Logo Questions Linux Laravel Mysql Ubuntu Git Menu
 

How can I integrate xgboost in spark? (Python)

I am trying to train a model using XGBoost on data I have on the hive, the data is too large and I cant convert it to pandas df, so I have to use XGBoost with spark df. When creating a XGBoostEstimator, an error occur:

TypeError: 'JavaPackage' object is not callable Exception AttributeError: "'NoneType' object has no attribute '_detach'" in ignored

I have no experience with xgboost for spark, I have tried a few tutorials online but none worked. I tried to covert to pandas df but the data is too large and I always get OutOfMemoryException from the Java wrapper (I also tried to look it up and the solution did not work for me, raising the executor memory).

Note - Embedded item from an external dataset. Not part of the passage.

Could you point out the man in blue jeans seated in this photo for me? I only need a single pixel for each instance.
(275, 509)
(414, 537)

The latest tutorial I was following is:

https://towardsdatascience.com/pyspark-and-xgboost-integration-tested-on-the-kaggle-titanic-dataset-4e75a568bdb

After giving up on the XGBoost module, I started using sparkxgb.

spark = create_spark_session('shai', 'dna_pipeline')
# sparkxgboost files 
spark.sparkContext.addPyFile('resources/sparkxgb.zip')

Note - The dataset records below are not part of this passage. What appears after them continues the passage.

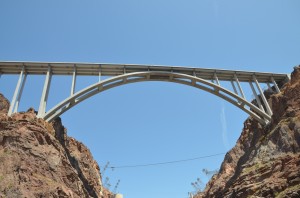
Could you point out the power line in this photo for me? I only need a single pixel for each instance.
(163, 163)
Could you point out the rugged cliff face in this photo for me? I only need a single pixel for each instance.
(38, 159)
(265, 162)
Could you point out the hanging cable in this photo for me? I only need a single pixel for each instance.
(163, 163)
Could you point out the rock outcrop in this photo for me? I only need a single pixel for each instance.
(38, 159)
(265, 162)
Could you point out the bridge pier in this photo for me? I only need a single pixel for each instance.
(262, 95)
(45, 93)
(275, 85)
(17, 94)
(256, 97)
(73, 81)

def create_spark_session(username=None, app_name="pipeline"):
    if username is not None:
        os.environ['HADOOP_USER_NAME'] = username

    return SparkSession \
        .builder \
        .master("yarn") \
        .appName(app_name) \
        .config(...) \
        .config(...) \
        .getOrCreate()

def train():
    train_df = spark.table('dna.offline_features_train_full')
    test_df = spark.table('dna.offline_features_test_full')

    from sparkxgb import XGBoostEstimator

    vectorAssembler = VectorAssembler() \
        .setInputCols(train_df.columns) \
        .setOutputCol("features")

    # This is where the program fails
    xgboost = XGBoostEstimator(
        featuresCol="features",
        labelCol="label",
        predictionCol="prediction"
    )

    pipeline = Pipeline().setStages([xgboost])
    pipeline.fit(train_df)

The full exception is:

Traceback (most recent call last):
  File "/home/elad/DNA/dna/dna/run.py", line 283, in <module>
    main()
  File "/home/elad/DNA/dna/dna/run.py", line 247, in main
    offline_model = train_model(True, home_dir=config['home_dir'], hdfs_client=client)
  File "/home/elad/DNA/dna/dna/run.py", line 222, in train_model
    model = train(offline_mode=offline, spark=spark)
  File "/home/elad/DNA/dna/dna/model/xgboost_train.py", line 285, in train
    predictionCol="prediction"
  File "/home/elad/.conda/envs/DNAenv/lib/python2.7/site-packages/pyspark/__init__.py", line 105, in wrapper
    return func(self, **kwargs)
  File "/tmp/spark-7781039b-6821-42be-96e0-ca4005107318/userFiles-70b3d1de-a78c-4fac-b252-2f99a6761b32/sparkxgb.zip/sparkxgb/xgboost.py", line 115, in __init__
  File "/home/elad/.conda/envs/DNAenv/lib/python2.7/site-packages/pyspark/ml/wrapper.py", line 63, in _new_java_obj
    return java_obj(*java_args)
TypeError: 'JavaPackage' object is not callable
Exception AttributeError: "'NoneType' object has no attribute '_detach'" in <bound method XGBoostEstimator.__del__ of XGBoostEstimator_4f54b37156fb0a113233> ignored

I have no idea why this exception happens nor do I know how to properly integrate sparkxgb into my code.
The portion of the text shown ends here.